Highlights & Insights¶
- This is the first systematic bias discovery framework targeting open-ended generation, breaking free from the constraint of predefined concept sets.
- The multi-stage pipeline is elegantly designed, with quality verification at each step and strong final evaluation metrics.
- Several unexpected bias associations are uncovered (e.g., "Black ↔ successful entrepreneur," "Asian ↔ communication difficulties") that cannot be detected through conventional evaluation.
- The experimental scale is large (29,000+ stories per model per setting) with broad coverage.
Limitations & Future Work¶
- Concept extraction and exclusivity judgments rely on an LLM (Qwen3-32B), potentially introducing biases inherent to that model.
- Only English-language generation is covered; cross-lingual bias is not explored.
- Story generation represents a specific genre; different generation tasks (dialogue, QA) may expose distinct bias patterns.

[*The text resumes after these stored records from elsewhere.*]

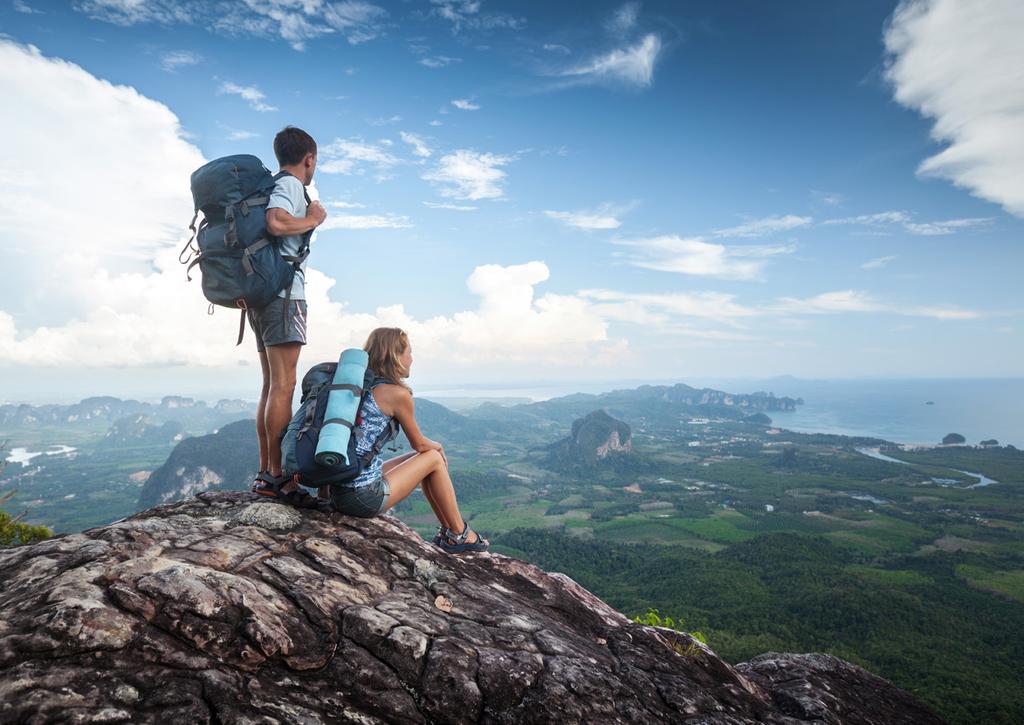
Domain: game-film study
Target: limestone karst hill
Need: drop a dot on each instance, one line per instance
(226, 609)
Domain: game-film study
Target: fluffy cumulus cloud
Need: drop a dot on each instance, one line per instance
(470, 175)
(958, 62)
(701, 258)
(293, 20)
(114, 294)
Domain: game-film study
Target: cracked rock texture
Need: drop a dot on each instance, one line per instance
(225, 609)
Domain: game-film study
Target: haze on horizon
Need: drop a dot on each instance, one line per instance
(640, 192)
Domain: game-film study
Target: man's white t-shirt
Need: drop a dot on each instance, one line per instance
(289, 195)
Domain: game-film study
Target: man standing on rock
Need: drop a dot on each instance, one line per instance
(281, 333)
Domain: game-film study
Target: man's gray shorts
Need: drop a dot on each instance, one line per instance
(273, 327)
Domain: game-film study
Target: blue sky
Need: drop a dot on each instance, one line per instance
(570, 192)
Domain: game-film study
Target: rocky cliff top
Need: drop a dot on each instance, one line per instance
(224, 608)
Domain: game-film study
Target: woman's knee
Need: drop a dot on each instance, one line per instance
(434, 459)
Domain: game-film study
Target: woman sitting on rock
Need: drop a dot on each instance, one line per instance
(384, 483)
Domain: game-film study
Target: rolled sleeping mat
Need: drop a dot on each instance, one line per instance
(342, 406)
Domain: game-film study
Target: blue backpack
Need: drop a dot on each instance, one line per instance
(240, 260)
(298, 443)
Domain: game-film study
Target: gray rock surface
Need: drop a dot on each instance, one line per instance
(219, 609)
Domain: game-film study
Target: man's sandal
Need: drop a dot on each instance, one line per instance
(270, 486)
(457, 544)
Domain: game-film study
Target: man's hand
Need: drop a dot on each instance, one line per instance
(316, 213)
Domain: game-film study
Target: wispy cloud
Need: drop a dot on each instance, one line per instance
(365, 221)
(240, 135)
(905, 220)
(252, 94)
(294, 22)
(843, 301)
(466, 14)
(173, 59)
(958, 64)
(438, 61)
(451, 207)
(624, 18)
(632, 67)
(700, 258)
(420, 146)
(935, 228)
(765, 226)
(470, 175)
(878, 262)
(353, 156)
(25, 8)
(605, 217)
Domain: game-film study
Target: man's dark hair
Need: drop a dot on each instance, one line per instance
(291, 145)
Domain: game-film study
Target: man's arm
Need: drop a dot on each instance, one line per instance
(281, 223)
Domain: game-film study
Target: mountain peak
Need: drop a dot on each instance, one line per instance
(224, 608)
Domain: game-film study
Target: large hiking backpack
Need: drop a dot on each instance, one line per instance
(240, 260)
(298, 444)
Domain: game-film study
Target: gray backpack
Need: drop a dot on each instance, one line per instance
(240, 260)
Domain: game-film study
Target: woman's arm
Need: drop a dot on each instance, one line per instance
(402, 408)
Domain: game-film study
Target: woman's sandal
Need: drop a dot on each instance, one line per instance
(269, 486)
(457, 544)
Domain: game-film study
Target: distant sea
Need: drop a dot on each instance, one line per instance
(894, 410)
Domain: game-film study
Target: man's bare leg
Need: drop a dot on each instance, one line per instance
(283, 361)
(264, 448)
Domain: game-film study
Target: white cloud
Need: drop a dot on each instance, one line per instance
(470, 175)
(633, 67)
(957, 62)
(700, 258)
(890, 217)
(878, 262)
(950, 226)
(466, 13)
(624, 18)
(586, 220)
(293, 20)
(353, 156)
(26, 8)
(706, 305)
(173, 59)
(146, 314)
(420, 146)
(763, 227)
(843, 301)
(365, 221)
(904, 219)
(438, 61)
(452, 207)
(252, 94)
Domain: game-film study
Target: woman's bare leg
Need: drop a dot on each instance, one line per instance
(429, 469)
(397, 461)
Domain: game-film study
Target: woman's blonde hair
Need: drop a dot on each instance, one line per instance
(384, 346)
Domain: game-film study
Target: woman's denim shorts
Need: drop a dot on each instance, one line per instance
(364, 502)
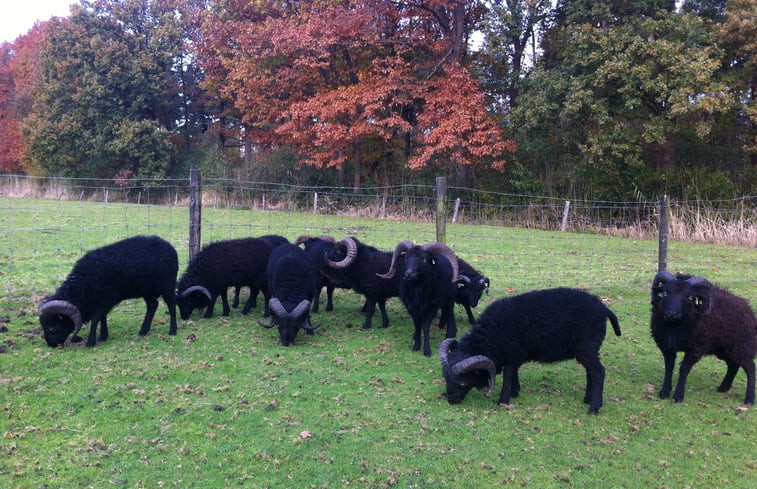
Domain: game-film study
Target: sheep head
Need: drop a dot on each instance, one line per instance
(61, 321)
(289, 323)
(343, 254)
(462, 373)
(681, 297)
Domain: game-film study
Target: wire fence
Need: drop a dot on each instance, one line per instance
(524, 241)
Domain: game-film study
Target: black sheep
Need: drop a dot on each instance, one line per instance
(141, 266)
(274, 240)
(543, 326)
(471, 285)
(221, 265)
(693, 316)
(292, 279)
(359, 264)
(428, 283)
(317, 249)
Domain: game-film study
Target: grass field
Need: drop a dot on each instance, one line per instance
(222, 404)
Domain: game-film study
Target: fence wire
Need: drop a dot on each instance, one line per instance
(48, 223)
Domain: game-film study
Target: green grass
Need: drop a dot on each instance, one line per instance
(222, 404)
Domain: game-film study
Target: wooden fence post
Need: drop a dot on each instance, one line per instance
(441, 215)
(662, 252)
(195, 212)
(565, 212)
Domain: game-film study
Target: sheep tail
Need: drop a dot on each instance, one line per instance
(614, 320)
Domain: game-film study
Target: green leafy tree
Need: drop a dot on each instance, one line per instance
(111, 95)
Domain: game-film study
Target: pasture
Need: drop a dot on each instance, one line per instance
(222, 404)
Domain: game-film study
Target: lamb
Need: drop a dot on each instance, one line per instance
(221, 265)
(292, 278)
(141, 266)
(693, 316)
(318, 248)
(543, 326)
(359, 265)
(471, 286)
(274, 240)
(428, 283)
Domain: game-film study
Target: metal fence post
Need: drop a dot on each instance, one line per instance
(441, 214)
(662, 252)
(195, 212)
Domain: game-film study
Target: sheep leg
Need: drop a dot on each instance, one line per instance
(330, 297)
(384, 316)
(417, 334)
(225, 303)
(749, 369)
(509, 378)
(689, 359)
(725, 386)
(170, 299)
(370, 308)
(471, 319)
(595, 379)
(152, 306)
(667, 381)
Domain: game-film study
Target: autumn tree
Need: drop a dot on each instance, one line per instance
(333, 78)
(18, 61)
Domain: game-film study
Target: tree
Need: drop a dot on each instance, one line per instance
(113, 91)
(329, 76)
(18, 62)
(619, 93)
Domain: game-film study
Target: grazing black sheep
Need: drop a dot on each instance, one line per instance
(542, 326)
(142, 266)
(292, 279)
(359, 264)
(317, 249)
(275, 240)
(471, 285)
(693, 316)
(428, 283)
(217, 267)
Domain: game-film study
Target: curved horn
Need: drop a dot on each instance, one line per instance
(696, 281)
(197, 288)
(64, 308)
(302, 308)
(444, 350)
(351, 246)
(441, 249)
(477, 362)
(271, 323)
(662, 277)
(402, 246)
(301, 239)
(278, 308)
(309, 327)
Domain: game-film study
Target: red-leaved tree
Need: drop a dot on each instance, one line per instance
(329, 76)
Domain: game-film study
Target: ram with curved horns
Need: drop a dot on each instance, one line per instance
(428, 283)
(141, 266)
(357, 266)
(292, 280)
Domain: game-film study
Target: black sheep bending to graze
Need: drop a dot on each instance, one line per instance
(471, 285)
(217, 267)
(359, 264)
(141, 266)
(275, 241)
(428, 284)
(693, 316)
(331, 278)
(542, 326)
(292, 279)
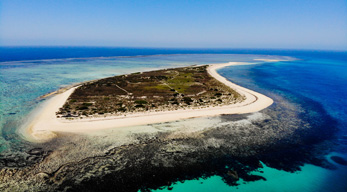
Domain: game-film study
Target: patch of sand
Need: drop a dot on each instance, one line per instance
(45, 124)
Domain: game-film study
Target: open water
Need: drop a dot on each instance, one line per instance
(316, 80)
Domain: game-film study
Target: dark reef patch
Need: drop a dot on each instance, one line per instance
(283, 137)
(339, 160)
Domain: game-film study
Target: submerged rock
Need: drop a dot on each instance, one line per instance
(339, 160)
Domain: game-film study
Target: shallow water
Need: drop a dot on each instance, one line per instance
(316, 83)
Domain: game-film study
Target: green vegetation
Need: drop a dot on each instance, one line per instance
(155, 90)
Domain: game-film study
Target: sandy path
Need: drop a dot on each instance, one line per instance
(45, 124)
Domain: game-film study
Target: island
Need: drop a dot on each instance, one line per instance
(145, 98)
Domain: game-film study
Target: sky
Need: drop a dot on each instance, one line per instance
(284, 24)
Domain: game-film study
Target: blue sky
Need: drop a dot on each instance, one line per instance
(293, 24)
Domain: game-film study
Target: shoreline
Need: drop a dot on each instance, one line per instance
(45, 124)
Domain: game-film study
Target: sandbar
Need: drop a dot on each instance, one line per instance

- The frequency discriminability score uses the minimum value across other identities as baseline, which may lack robustness for categories with imbalanced numbers of identities.
Related Work & Insights¶
- BiasDora (Raj et al.): A pioneer in open-ended bias discovery, but limited to word-level completion tasks.
- BBQ (Parrish et al.): A representative bias benchmark employing template-based multiple-choice questions.
- Patchscope (Ghandeharioun et al.): An interpretability technique for model internal representations, applied here for open-box bias probing.
- Insight: Bias evaluation should shift from "confirming known biases" to "discovering unknown biases," with open-ended generation as the key breakthrough modality.
Rating¶
⭐⭐⭐⭐ (4/5)
The work is rigorous, systematic, and conducted at large scale. The proposed BADF framework offers methodological novelty and uncovers valuable, previously undiscovered bias associations. One point is deducted because the biases potentially introduced by the LLM-assisted steps themselves are not discussed in depth, and the scalability of the method to additional languages and task types remains unverified.